2011年1月まで、ラブラドール・レトリーバー「タイスケ」と暮らしていた、表はフリーのシステムエンジニア、裏はなんちゃってジャズギター弾きの日常。

「新選組!」は合格点

  • ドラマ

評判のよくない、大河ドラマ新選組!」だが、毎週観ている。裏を観る気になれないのと、三谷作品は、やはり追いかけざるをえないという思いがあるのが理由だ。学生の頃、芝居にはまり、当時最盛期だった第三舞台の大阪公演を追いかけ、自分でも、前衛っぽい芝居をやっていた身としては、三谷のウェルメイドな一連の作品は、気になる存在だった。「ショウマストゴーオン」「罠」「巌流島」「笑の大学」「君となら」「アパッチ砦の攻防」 どれもこれも水準以上の出来を誇る作品だ。
ところが、ドラマとなると、当たり外れが大きくなる。「古畑任三郎」「王様のレストラン」は成功。「竜馬におまかせ!」「総理と呼ばないで」は失敗。「合言葉は勇気」はビミョー。
で、「新選組!」だが、評判はよろしくない。坂本竜馬近藤勇が江戸で知り合いだったとか、滝本捨介(架空の人物)の粗相があったから、桂小五郎池田屋の難を逃れたとか、そういう枝葉のところに反応してクサす人がおおいようだが、オレは結構楽しんでいる。昨晩放送された「源さん、死す」の回を見ていて、ああ、そういえば、三谷さん、以前に、「『天下御免』のような時代劇がやりたかった」といってたなぁ、と思い至った。
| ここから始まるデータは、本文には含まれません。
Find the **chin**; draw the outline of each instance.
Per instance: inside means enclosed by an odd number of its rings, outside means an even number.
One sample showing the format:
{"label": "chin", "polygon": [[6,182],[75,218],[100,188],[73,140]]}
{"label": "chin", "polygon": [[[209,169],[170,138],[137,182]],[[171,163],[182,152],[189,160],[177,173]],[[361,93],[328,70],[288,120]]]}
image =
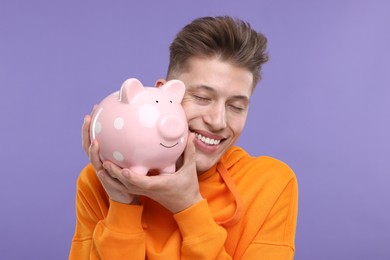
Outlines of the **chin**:
{"label": "chin", "polygon": [[206,156],[204,154],[197,154],[196,156],[196,171],[198,174],[202,174],[212,168],[217,162],[218,158],[210,158],[210,156]]}
{"label": "chin", "polygon": [[207,172],[211,167],[202,167],[202,166],[196,166],[196,173],[198,175],[201,175],[205,172]]}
鳥羽・伏見の戦いを描いた今回のエピソードでは、極限の状態におかれた新選組の面々に、なにか、一種のトランス状態に陥ったような明るさが満ちている。永倉新八は、薩摩の旗印を分捕ってきたと自慢気に語るし、原田佐ノ助は銃で打ち抜かれた隊士の羽織の穴に指を突っ込んで笑っている。悪戯小僧のような彼らの行動を、鬼の副長、土方歳三は微笑ましく見ている。そうか、こういう群像劇を、三谷さんはやりたかったんだなー、新選組は、確かにうってつけの素材かもしれないなー、と思いながら見ていた。そして、源さん、井上源三郎の死。途中、マトリックスばりの、銃弾の軌跡の表現まであったりして、これぁやり過ぎ、と思ったが、源さんが撃たれてからは、「強く抱きしめろ! 魂が抜けないように!」と叫ぶ島田魁や、弾かれたように薩摩の軍勢に飛び掛り、見境なく無茶苦茶に切り倒していく斎藤一に、普通にジンときた。
最初から観てきたものの感想として、全体のシリーズ構成は、巧いと思う。前半、多摩での試衛館の面々の長閑で幸福な日常と、中盤、京に向かい、浪士組から新選組へと発展していく流れ、そして後半、様々な行き違いで次々に仲間を失っていく悲痛な展開。青春群像劇としての新選組という、三谷の思惑がくっきりと浮かび上がる。ここ数年の大河ドラマでは、視聴率的には苦戦かもしれないが、思いのほか良質の出来だと思う。ただ、香取クンの芝居は、一直線で、あんまり面白くないね。周りの芸達者(小林隆山本太郎山口智充ら)に支えてもらってるって感じだ。でも、いい経験になったんじゃないですか。ただ、「新選組」撮りながら、「ハットリくん」をやったのはいただけないなぁ。アイドルは、仕方ないんですかね。